抑(そもそも)、家臣荻生の玄宗親筆「孝經(こうきやう)」、御覽(ごらん)は易きことに候ふ。然(しかる)に此の書は、他(ほか)え〔→へ〕借覽(しやくらん)、憚り候ふ。子細候ふて、先(さき)に、茂卿、申し置き候ふにて、何方(いづかた)え〔→へ〕も斷り申すなり。巳(すで)に脇坂淡州(わきざかたんしう)、所望、之れ有り候ふ所、緣家(えんか)なれども、斷はり申し遣はし候ふ事にて候ふ。

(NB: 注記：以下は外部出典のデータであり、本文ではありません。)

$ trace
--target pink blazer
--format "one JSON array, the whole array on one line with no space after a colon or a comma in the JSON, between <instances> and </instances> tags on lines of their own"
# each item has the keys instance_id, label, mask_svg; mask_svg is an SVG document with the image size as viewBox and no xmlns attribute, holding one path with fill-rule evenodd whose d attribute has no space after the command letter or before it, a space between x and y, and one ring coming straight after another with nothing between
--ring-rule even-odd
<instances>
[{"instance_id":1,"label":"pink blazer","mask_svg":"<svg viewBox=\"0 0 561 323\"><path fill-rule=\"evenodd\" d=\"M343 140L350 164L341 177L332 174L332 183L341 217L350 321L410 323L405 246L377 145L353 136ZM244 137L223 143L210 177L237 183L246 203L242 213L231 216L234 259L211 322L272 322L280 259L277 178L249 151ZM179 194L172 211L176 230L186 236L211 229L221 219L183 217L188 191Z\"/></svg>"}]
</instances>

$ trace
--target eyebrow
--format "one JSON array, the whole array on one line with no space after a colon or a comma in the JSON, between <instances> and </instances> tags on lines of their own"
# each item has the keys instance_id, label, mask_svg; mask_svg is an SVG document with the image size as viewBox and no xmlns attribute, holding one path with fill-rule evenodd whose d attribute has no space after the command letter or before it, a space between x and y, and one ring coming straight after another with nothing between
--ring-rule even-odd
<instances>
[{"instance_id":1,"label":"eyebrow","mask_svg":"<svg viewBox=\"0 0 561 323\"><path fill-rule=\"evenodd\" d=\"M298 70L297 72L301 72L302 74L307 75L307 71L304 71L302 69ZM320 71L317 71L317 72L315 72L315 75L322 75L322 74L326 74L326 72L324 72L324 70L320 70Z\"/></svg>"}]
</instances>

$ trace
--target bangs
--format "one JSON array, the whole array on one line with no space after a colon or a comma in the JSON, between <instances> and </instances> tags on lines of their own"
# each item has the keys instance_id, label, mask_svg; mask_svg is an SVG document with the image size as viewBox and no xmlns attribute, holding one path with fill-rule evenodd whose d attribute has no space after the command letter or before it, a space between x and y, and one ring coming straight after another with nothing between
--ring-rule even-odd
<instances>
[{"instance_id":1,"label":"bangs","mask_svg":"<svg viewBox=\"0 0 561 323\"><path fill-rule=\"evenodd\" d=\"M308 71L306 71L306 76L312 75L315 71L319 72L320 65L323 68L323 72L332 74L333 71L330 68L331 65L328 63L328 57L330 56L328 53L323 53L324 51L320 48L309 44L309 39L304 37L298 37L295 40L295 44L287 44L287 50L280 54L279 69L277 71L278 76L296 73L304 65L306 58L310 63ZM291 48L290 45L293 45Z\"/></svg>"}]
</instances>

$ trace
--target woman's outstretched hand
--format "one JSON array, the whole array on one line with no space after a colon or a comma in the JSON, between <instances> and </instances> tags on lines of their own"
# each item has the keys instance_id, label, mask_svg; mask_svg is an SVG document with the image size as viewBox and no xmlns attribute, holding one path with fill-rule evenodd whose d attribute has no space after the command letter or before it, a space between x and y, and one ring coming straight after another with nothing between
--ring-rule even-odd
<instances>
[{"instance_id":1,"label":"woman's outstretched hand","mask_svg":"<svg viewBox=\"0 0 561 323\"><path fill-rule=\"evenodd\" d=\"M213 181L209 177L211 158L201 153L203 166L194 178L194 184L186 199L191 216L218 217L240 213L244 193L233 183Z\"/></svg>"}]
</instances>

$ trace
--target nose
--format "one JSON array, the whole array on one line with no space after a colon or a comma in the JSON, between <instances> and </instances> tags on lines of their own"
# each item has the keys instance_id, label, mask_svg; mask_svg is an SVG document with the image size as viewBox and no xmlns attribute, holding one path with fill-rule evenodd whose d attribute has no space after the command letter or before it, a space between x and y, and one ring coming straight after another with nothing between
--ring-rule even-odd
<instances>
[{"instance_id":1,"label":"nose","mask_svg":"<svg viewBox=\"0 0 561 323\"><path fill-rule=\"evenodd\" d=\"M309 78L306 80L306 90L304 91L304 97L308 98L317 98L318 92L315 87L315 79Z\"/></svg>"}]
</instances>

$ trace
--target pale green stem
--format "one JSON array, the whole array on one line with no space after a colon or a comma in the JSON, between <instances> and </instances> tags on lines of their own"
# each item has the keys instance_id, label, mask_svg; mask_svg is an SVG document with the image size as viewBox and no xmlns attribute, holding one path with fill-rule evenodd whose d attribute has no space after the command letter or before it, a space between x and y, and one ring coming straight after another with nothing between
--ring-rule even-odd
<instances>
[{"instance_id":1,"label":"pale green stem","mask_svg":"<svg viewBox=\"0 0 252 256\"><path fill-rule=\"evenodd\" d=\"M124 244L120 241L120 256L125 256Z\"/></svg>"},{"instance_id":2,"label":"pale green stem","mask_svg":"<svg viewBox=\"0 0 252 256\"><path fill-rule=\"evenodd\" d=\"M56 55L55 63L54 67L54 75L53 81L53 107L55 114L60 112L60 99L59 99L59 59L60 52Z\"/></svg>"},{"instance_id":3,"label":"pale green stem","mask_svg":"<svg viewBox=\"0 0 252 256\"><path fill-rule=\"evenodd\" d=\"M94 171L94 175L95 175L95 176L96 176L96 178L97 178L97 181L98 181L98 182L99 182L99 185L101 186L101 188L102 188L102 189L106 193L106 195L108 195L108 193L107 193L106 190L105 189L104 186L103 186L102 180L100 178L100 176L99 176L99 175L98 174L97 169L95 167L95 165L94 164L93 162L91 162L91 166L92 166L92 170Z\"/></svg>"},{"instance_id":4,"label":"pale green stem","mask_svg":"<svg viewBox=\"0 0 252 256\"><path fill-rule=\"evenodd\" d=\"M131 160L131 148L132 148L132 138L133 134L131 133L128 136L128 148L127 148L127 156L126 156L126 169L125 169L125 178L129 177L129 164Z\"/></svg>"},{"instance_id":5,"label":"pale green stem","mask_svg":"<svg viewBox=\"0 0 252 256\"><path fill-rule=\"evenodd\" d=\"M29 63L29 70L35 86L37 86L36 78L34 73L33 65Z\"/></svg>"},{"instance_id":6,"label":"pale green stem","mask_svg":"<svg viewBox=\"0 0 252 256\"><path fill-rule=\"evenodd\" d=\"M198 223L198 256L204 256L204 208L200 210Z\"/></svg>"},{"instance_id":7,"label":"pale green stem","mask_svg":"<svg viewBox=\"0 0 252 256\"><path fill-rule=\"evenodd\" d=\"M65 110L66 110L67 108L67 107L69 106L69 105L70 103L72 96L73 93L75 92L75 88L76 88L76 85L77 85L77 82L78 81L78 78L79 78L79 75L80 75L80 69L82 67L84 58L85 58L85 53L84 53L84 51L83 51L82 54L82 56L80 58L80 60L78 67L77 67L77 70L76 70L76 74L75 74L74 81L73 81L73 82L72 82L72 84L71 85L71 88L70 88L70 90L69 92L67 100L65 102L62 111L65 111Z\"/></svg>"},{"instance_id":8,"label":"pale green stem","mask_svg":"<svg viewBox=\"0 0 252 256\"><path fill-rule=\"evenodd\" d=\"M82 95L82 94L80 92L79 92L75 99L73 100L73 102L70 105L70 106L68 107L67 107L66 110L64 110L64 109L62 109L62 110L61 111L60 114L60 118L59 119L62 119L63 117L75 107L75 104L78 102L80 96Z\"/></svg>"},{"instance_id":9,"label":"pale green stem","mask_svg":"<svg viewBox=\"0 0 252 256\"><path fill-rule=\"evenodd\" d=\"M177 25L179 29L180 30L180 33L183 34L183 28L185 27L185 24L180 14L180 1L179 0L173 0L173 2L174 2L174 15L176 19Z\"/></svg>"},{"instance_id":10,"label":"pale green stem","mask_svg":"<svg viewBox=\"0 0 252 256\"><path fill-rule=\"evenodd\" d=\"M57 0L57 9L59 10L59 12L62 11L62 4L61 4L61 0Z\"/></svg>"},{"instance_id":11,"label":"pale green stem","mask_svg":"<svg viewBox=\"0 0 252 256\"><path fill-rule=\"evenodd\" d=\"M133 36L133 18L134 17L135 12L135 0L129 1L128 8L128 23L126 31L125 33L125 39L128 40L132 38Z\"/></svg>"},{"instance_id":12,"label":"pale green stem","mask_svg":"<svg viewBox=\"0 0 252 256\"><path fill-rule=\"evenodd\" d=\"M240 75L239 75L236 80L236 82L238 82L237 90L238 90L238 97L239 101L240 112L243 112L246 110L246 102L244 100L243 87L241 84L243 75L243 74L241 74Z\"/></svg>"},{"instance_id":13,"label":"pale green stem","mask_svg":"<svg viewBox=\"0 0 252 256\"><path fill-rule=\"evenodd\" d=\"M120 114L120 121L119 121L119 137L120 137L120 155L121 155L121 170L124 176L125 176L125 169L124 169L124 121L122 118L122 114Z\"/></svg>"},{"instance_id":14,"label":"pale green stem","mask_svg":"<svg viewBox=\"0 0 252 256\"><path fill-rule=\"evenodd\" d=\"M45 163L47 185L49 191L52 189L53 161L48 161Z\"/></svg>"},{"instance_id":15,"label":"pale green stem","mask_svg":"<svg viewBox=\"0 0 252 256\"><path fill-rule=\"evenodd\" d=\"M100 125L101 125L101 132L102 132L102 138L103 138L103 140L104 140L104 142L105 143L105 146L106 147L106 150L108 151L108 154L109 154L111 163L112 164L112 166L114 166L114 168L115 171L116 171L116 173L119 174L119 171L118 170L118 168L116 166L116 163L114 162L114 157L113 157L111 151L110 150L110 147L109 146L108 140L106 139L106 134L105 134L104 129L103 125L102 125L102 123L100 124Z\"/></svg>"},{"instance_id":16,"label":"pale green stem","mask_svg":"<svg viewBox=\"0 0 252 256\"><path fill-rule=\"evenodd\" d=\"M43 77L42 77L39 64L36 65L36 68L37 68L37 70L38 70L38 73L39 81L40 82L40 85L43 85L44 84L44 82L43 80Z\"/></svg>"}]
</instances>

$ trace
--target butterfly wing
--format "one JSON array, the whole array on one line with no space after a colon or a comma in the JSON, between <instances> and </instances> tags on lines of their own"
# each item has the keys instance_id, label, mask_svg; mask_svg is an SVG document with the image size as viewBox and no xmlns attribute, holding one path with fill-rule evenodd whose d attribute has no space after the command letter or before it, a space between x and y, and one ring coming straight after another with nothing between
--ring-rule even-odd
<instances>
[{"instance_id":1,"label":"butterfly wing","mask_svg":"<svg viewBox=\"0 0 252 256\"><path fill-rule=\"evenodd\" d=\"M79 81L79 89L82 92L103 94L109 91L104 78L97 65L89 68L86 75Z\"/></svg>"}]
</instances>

〔 〕は私の補正。「孝經」中国の経(けい)書のひとつ。曽子の門人が孔子の言動を記したとされ、「孝」の概説・各階層の「孝」のあるべき姿・「孝」道の必要性を説いたもの。玄宗はこの注釈書「御注孝経(ぎょちゅうこうきょう)」を著わしているから、書写対象としては頗る腑には落ちる。なお、「家臣荻生之玄宗親筆孝經御覽は易きことに候」の箇所は間違えて読んではいけない。「家臣」である「荻生」家の所蔵になる「玄宗親筆」の「孝經」を藩主である私が披見することは全く問題がなく、何時でも出来る、しかし……というのである。静山(保泰より七つ年上)ならずとも「なんじゃい!」と吐きたくなる如何にも慇懃無礼な謂いではないか! 「脇坂淡州」播磨龍野藩第八代藩主で龍野藩脇坂家十代で寺社奉行から老中となった脇坂安董(やすただ 明和四(一七六七)年~天保一二(一八四一)年)であろう。柳沢家との縁戚関係は不詳。
「奈なる」「奈(何)(いか)なる」。